No Darkness but Ignorance

The Statues of London is a large, heavy and expensive coffee table book. It was recommended by a reader and in spite of its drawbacks I’m pleased to own the tome.

May I briefly digress? A few days ago, I wrote this: Jean-Pierre Léaud – does the name ring a bell? If you are a cineaste you will be shouting “yes, 400 chimes”. A picky reader emailed that the film title translates as blows, not chimes, unaware that I am prepared to sacrifice accuracy for a feeble joke. So I own the tome and look at the book.

It was published almost yesterday; 2009. It is already out of date. I was walking across Leicester Square on my way to The National Portrait Gallery. Leicester Square has been dug up for ages but now is open for tourists to lounge around and buy cheap theatre tickets. In the centre there is this statue.

Leicester Square, July 2017.

I didn’t notice that a circle of ground level water jets have been installed around the statue. As I took this snap an unexpected spurt shot up my trousers. The Statues of London makes the point that “there is nothing on the plinth actually to tell you that the statue is of Shakespeare; instead the inscription commemorates the donation of Leicester Square as a public garden by the MP Albert Grant in 1874”. Now “William Shakespeare” has been added to the inscription.

He nonchalantly leans on a pile of books with a scroll in his left hand. It reads ” where there is no darkness but ignorance”. The full quotation from Twelfth Night puts it in context.

Malvolio. I am not mad, Sir Topas: I say to you, this house is dark.
Feste. Madman, thou errest: I say, there is no darkness
but ignorance; in which thou art more puzzled than
the Egyptians in their fog.
Malvolio. I say, this house is as dark as ignorance, though
ignorance were as dark as hell; and I say, there
was never man thus abused. I am no more mad than you
are: make the trial of it in any constant question
.

It is a peculiar quotation to choose when there is such a rich choice.

The other side of the road from The National Portrait Gallery is this austere memorial to Edith Cavell in marble and granite, unveiled in 1920.

Edith Cavell memorial, Judy 2017.

She is a nurse from Swardeston near Norwich. She ran a nurses’ training school and clinic in Brussels that in the war became a Red Cross hospital treating the wounded of both sides.
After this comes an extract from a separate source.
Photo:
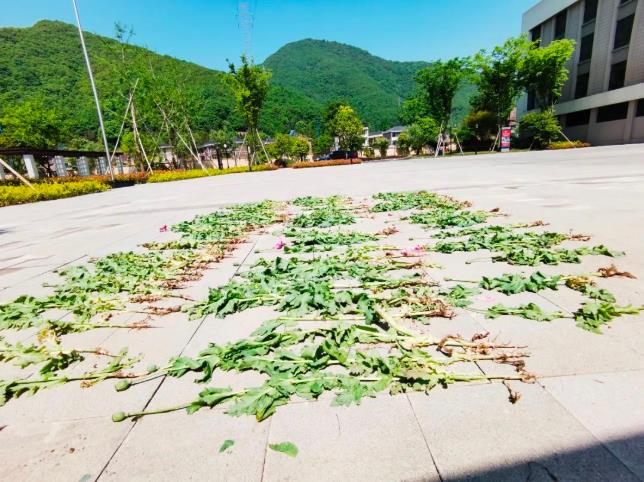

She became part of an underground network helping wounded Allied soldiers to escape, was arrested and shot by a German firing squad. After the war her body was brought home and is buried in Norwich Cathedral. There is this memorial to her outside the cathedral. Her London memorial depicting her in a nurse’s cloak is used as a perch by pigeons. I hope  some people recognise her courage and stoicism as they walk past.

Memorial to Edith Cavell outside Norwich Cathedral.

 

One comment

  1. Numerous hospitals throughout the world are named after Edith Cavell. In New Zealand there is Edith Cavell Bridge and Mount Edith Cavell is to be found in the Canadian Rockies.
    On her grave in the Norwich Cathedral Close the same words appear as on the memorial in St. Martin’s Place, London:
    “Standing as I do in view of God and eternity I realise that patriotism is not enough I must have no hatred or bitterness towards anyone”.
    I assume these were among her last words on October 12th 1915.